A tensão política atual que o país vive é expressão e consequência também da morte de Chávez, pelo papel central que desempenhou na vida política nacional, por sua forma de governar, sustentada ao redor de uma figura forte, cristalizando-se em uma personalidade política que se propôs subir acima das classes, e até mesmo sobre as diferentes frações da classe dominante em todo este longo período político, o que chamamos de bonapartismo, baseado em forças armadas altamente politizadas.

Se abriu desde então uma situação traumática, porque o papel de árbitro de Chávez não pode ser desempenhado por nenhuma figura, Nicolás Maduro esteve muito longe desse papel. O equilíbrio das forças baseado em sua forma de governar tinha uma base de instabilidade permanente, pois era claro que o bonapartismo pessoal de Chávez, pela sua natureza, seria um gerador de caos após o seu desaparecimento físico. Estes dois anos que passaram o confirmam plenamente .
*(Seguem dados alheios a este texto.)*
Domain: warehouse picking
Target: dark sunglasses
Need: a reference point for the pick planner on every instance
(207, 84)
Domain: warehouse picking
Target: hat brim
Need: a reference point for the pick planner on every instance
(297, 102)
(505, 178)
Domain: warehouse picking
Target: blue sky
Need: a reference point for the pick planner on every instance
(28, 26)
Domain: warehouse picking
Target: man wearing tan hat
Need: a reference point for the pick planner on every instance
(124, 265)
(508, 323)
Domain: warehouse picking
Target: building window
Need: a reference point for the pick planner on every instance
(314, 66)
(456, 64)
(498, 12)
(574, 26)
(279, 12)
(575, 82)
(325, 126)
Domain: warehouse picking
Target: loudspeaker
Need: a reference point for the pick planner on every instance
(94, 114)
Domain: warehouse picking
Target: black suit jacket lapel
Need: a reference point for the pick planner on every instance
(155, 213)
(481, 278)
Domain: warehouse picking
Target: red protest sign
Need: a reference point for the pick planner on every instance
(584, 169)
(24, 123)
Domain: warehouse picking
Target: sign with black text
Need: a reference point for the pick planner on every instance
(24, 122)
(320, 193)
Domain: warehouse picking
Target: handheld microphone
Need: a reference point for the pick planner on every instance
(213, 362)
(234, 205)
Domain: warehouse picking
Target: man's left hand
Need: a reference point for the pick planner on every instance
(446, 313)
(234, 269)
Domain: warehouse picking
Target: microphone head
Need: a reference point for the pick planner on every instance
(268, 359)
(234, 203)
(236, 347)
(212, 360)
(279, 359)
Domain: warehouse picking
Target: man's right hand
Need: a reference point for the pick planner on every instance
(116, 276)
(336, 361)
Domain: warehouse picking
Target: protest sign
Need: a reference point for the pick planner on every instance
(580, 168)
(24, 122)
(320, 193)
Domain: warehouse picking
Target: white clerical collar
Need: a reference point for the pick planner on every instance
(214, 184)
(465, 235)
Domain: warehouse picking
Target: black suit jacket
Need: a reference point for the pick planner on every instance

Como explicamos em vários artigos, as incertezas que agitam o país ainda sob "transição aberta após a morte de Chávez, em que a fraqueza política do governo de Maduro vem demonstrando desde o momento em que assumiu a presidência, que, ao lado da exaustão econômica do projeto político do governo, é a base de uma crise geral das formas de governo e regime político, tal como se mantiveram até agora.

Ao completar um ano da morte de Chávez, o país viveu momentos de tensão política, onde a polarização que viveu por mais de uma década e meia, novamente tornou-se mais conflituosa. Houve políticas do setor mais “radical” da direita do país, que chamou o povo às ruas promovendo mobilizações de teor "destituinte". buscando não apenas enfraquecer o governo de Maduro, mas buscando diretamente “uma saída”, como defenderam na época seus defensores, Maria Corina Machado e Leopoldo López – seus figuras mais famosas (os dois últimos atualmente presos).

Ao término do segundo ano da morte de Chávez, o país mais uma vez tensiona-se, pois continua se configurando uma situação mais convulsiva do que seria esperado. Desta vez atravessada pela combinação de duas grandes crises: a crise política pelo desaparecimento de Chavez da vida política nacional, marcando o início da transição para o pós-chavismo; e forte crise econômica em curso. É por isso que toda a tensão atual não é um acaso, pois desenvolve, mal desaparece da cena Chávez e também quando ressurgem os graves problemas da economia, o governo está sendo novamente cercado pela direita e pelo imperialismo com uma "transição não gradual" do pós-chavismo como temos afirmado. E nesse cenário a situação imperante, as movimentações da direita e a reação do governo se inscrevem.

A classe trabalhadora continua sendo a grande ausente

Mas o grande ausente entre as grandes tensões políticas nacionais continua sendo a classe trabalhadora junto aos setores explorados, atuando de forma independente e com as suas próprias demandas. A a questão-chave agora é sobre a necessidade de pôr em marcha essa poderosa força social lutando por uma saída própria, com suas próprias organizações, e com independência de classe contra os dois projetos dominantes: o da oposição direitista da MUD e o do chavismo, liderada pelo governo de Maduro. Esta é a única forma de evitar que continuem recebendo em suas costas a crise econômica, bem como evitar que a crise atual do chavismo seja capitalizada pela direita e pelo imperialismo.